Eine Überseer Legende - kommt es zum Revival?
Noch heute schwärmen viele von den Partys: Wie der Roots Club zum Mythos wurde
Im Achental war mal mächtig was los: Zwischen München und Salzburg war der Roots Club eine echte Größe im Nachtleben. Noch heute schwärmen viele Chiemgauer von den Partys. Dürfen Sie sich auf ein Revival freuen?
Übersee – Im Überseer Roots Club zu feiern hat sich in das kollektive Gedächtnis vieler Chiemgauer gebrannt. Obwohl der Club schon lange geschlossen ist, erinnern sich heute noch viele Menschen aus dem Achental an die legendären Parties im Saal des Gasthofes d‘Feldwies.
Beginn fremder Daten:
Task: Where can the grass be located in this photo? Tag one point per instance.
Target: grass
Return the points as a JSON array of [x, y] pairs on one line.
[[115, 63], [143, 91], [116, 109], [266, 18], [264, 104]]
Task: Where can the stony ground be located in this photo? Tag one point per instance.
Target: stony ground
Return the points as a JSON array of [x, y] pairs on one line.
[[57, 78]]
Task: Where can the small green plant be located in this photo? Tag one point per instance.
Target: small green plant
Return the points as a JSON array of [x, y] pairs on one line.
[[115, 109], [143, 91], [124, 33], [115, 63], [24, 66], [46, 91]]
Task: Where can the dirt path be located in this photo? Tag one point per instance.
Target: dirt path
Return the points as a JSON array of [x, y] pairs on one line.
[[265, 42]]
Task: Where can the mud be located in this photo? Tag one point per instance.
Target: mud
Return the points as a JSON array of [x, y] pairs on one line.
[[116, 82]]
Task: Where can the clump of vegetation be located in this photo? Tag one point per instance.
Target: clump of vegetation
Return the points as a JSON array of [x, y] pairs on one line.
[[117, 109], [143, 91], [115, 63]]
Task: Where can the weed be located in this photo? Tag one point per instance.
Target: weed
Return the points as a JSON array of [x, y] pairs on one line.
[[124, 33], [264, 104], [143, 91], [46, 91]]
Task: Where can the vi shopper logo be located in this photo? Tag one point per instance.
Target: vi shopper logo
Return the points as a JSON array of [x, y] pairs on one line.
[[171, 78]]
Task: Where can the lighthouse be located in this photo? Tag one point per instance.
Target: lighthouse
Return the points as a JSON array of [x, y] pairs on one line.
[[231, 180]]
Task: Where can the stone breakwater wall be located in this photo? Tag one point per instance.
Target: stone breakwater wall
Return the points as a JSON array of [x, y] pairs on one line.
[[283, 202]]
Roots-Club-Betreiber Andreas König (49), besser bekannt als „Kono“, ergriff damals eine Chance, erzählt er im Gespräch mit den OVB-Heimatzeitungen. „Im Chiemgau gab es Anfang der 90er Jahre so gut wie keine Nachtgastronomie und Veranstaltungen für junge Leute.“ Dass es auch anders gehen kann, wusste Kono von einem Freund in Aschaffenburg. Der organisierte dort Partys und so kam auch Kono, eigentlich gelernter Elektroniker, auf den Geschmack. Er war noch keine 20 Jahre alt und stieg selbst in die Nachtastronomie ein.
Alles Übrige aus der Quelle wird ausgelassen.